I was fully prepared to leave the Minnesota Orchestra posts to my partner in Blog Bill, and Drew at Adaptistration, but something I read really ticked me off!…..this is about attitude….
This article in the Tribune focused on the endowment, whether or not the musicians are “affordable”. Take their new $52M lobby for example: if half way through construction the board voted to pay the construction workers half of what they were told they were initially promised, but they still expected them to do an excellent job and finish on time, wouldn’t they have been justified in laying down their tools and walking away?
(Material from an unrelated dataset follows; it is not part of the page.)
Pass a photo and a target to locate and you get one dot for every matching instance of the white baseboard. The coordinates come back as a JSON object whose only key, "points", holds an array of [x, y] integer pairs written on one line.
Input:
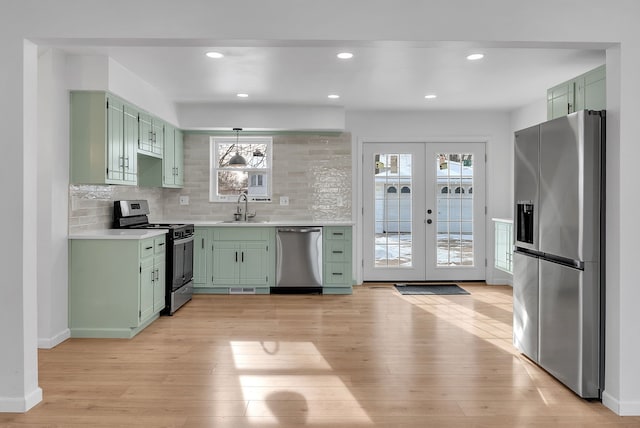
{"points": [[621, 408], [52, 342], [21, 404]]}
So how is it different for a musician, who did not walk away!
With all this focus on macro economics with the massive numbers being thrown around in the article (along with the now projected deficit reported here), there are two micro economic issues that are being ignored.
1. The musicians are being told that their work is excellent but it no longer has the same value monetarily i.e be just as great for less…..what a morale booster!
2. They like most of us have fixed costs such as a mortgage and a car payment, long term commitments that they can’t simply reduce because they are not being paid enough anymore to make all their ends meet. I am certain the wealth management CEOS/advisors on the board will attest to the fact that they don’t give discounts because someone falls on hard times, and forget refinancing which is typically only available to those who are doing well.
Ad these two things up and essentially the MN musician is being told that their work although exemplary, is now worth less and because of this they need to personally downsize or default, but show up and continue as if everything’s the same. What’s the incentive? Is it that they still get to go to far off lands to play? That “glory” is hardly an incentive anymore when instead they might just prefer to be teaching/freelancing more at home to make up their own personal deficit created by their employer.
Now whilst I think it’s good that their Music Director said something publicly, he focused primarily on music, recordings, touring and excellence as the reasons to end the crisis. One less Sibelius recording (regardless if it’s nominated for a Grammy, kudos for that) or Carnegie Hall appearance wont not result in a catastrophe for the orchestra, but this devaluing of the musicians combined with their missed mortgage and car payments and the fact that they are not performing at all just might.
This is not only a musical tragedy, this is more a human tragedy and the board needs to consider that the musician’s wealth is in their talent which they and the patrons are already the beneficiaries of for pennies on the dollar. Bottom line: That sound they (used to) make is priceless and should be seen as a fixed cost that should never be valued lower, only higher. The overall problem is the attitude that the musicians talents are seen as a line item rather than the reason for all the other line items, and by pouring in millions into a lobby, it shows that the board is more interested in the cover than the book.